Cameron backs anti-avoidance rule
Prime minister David Cameron today set the government on course to introduce an anti-avoidance tax rule for big business and wealthy individuals.
“One of the things we're going to be looking at this year is whether there should be a more general anti-avoidance power that HMRC can use, particularly on wealthy individuals and on the bigger companies, to make sure that they pay their fair share,” Cameron told small business owners at a PM Direct event at Intuit's headquarters in Maidenhead this morning.
Earlier, on BBC Radio 4’s Today programme, deputy prime minister Nick Clegg also pledged to tackle tax avoidance: “Millions of people who play by the rules, who pay their taxes, who work hard ... are angered when they feel there is a wealthy elite or large businesses who can pay an army of tax accountants to get out of paying their fair share of tax. They treat paying tax as an optional extra in which they can pick and choose the taxes they pay.”

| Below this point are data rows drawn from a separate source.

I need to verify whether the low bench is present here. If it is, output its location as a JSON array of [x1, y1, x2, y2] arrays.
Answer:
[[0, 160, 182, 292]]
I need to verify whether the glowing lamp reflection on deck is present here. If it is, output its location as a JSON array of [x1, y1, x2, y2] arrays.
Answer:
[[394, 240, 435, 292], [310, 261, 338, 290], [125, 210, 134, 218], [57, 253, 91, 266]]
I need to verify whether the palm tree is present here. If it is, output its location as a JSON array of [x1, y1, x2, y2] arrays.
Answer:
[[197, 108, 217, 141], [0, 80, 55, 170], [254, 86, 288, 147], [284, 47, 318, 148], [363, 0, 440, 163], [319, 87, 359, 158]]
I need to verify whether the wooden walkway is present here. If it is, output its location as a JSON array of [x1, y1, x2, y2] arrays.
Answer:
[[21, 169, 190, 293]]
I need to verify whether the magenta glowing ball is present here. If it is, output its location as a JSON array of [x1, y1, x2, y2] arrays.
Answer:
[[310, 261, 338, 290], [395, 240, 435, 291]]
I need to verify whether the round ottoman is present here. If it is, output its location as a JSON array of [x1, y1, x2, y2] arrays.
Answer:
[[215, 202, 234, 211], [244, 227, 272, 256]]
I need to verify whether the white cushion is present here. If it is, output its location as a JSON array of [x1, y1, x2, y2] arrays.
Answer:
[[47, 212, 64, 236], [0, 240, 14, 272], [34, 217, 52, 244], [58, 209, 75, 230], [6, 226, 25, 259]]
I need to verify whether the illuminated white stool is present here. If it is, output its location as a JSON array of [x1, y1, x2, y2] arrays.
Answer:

Both leaders’ promises to get tough with corporate taxpayers contrasted with sentiments in an internal memo Treasury minister Daivd Gauke sent to HMRC staff in December following the Public Accounts Committee (PAC) report into the department’s controversial large business settlements.
The party leader also announced at today's event at Intuit's headquarters changes to a number of health and safety rules, following chancellor George Osborne’s pledge during the Autumn Statement that employment law and health and safety reforms would be tackled in the next phase of the Red Tape Challenge.
The prime minister announced the government will extend the current scheme that caps the amount that lawyers can earn from small value personal injury claims up to £25,000 in order to address the fear from small businesses of being sued.
Ministers will also investigate the demands made by insurance companies on businesses and to change the health and safety law on strict liability for civil claims.